On March 22, 2022, Esther María Rojas Krugger defended her master’s thesis. Prof. Dr. Sarajane Marques Peres supervised her. Esther worked with a comparative study between neural network-based and count-based approaches applied on anomaly detection in business process event logs.
Abstract: Process mining aims to use event data to obtain useful information about the processes related to these events. Its main task is process discovery, that aims to create a model that represents behavior occurring in the organizations processes. However, anomaly behaviour occurring in processes makes process discovery challenging, because anomalies impact event logs. On the one hand, the anomalies detection task is important because they can indicate fraud or errors in information systems, thus, the organization can make decisions based on these detections. On the other hand, the anomalies treatment/filtering task is essential to improve process discovery.

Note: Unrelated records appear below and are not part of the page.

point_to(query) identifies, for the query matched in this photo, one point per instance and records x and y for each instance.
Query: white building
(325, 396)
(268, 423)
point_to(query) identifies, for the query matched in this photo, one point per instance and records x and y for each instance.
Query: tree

There are several approaches for anomaly detection in event logs, including neural networks-based and count-based approaches. In the literature, some of those are state-of-the-art approaches in anomaly detection but have not been evaluated for the treatment/removal of anomalies aiming to improve model discovery. Also, some state-of-the-art approaches for the treatment/removal of anomalies aiming to improve discovery have not been evaluated in the anomaly detection task. Therefore, there is a gap between these two tasks. That gap was addressed in this research through a comprehensive comparative study. The goal of this research was to identify which approaches are suitable for the detection of three types of anomalies (skipping activity, activity insertion, activity switching), considering their capabilities to perform the two tasks. This research was carried out through quantitative and qualitative analyzes applied to thirty artificial events logs. These analyzes showed the advantages, disadvantages and limitations of the approaches under the presence of three types of anomalies in the event log. It was found that some approaches did not handle two challenges effectively: classifying normal cases whose traces are infrequent, and classifying cases that execute loop behavior. Furthermore, in this research was studied which approaches best deal with these challenges. This comparative study is important for process mining as it can provide a basis for organizations to decide to use one or another approach according to specific characteristics of their problem
You can access the complete thesis here (in Portuguese).
The evaluating board of this work had the following researcher:
- Prof. Dr. Sarajane Marques Peres (chair) – USP
- Prof. Dr. Flávia Maria Santoro – Faculdade Intelli
- Prof. Dr. Edson Emílio Scalabrin – PUC-PR